OK, so you can just skip through to 1:30 on the clip to learn what most of us have hopefully already mastered in their weapons training - but do feel free to watch the whole crazy clip on how it's all done in Mother Russia.


----------



## Zero (Feb 20, 2014)

If there are any Moderators out there or anyone with a semblance of IT proficiency, unlike my good self, could someone please copy this thread to the Rifle Range forum?  As I would realy like an answer if possible on what that second kick is doing, it's bothered my layman senses a bit as I can't figure out.


----------



## Native (Feb 20, 2014)

Pretty sure he's pushing back the action to eject the round already in the chamber. On that rifle it's a lever that is pulled toward the operator.


----------



## Zero (Feb 20, 2014)

Native said:


> Pretty sure he's pushing back the action to eject the round already in the chamber. On that rifle it's a lever that is pulled toward the operator.

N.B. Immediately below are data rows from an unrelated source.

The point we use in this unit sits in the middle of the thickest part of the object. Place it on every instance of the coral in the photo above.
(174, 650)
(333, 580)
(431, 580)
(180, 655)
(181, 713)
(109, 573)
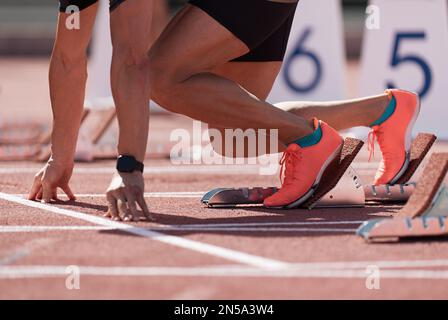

Now that's what I intially thought but then another member pointed out the slide (action) should be on the _*right *_- normally (yes?). Whereas he is kicking a horizontal lever/slide on the left side of the gun.
I know some AK models have a selector switch also on the left tp ut into safe/auto but am not sure if any AK is produced with a slide/action on the left side - why would you create a mass produciton gun with action on left?   
Being left handed, have spent years faced with this regarding levers on rifles.   Also, and you may not catch it on the quality of the clip but I couldn't see any shell ejected when he does that second kick.

You may be right Native - I can't see how you wouldn't be - but I am not sure...


----------



## Native (Feb 20, 2014)

Good point about it being on the left. Though it does look like he has a significant forward "push" motion that really looks like it's the action lever. The AK's I've shot do have a safety switch on the left, but I believe to switch that to a "Safe" position you would have to move it from a 6 o'clock to a 9 o'clock position, ie away from the operator.

I'm going with a left handed AK


----------



## KydeX (Feb 20, 2014)

Check my answer in the other thread.


----------



## Zero (Feb 21, 2014)

Yes, Kydex seems to have authority that LH AK are produced, so it is simply a left handed one.


----------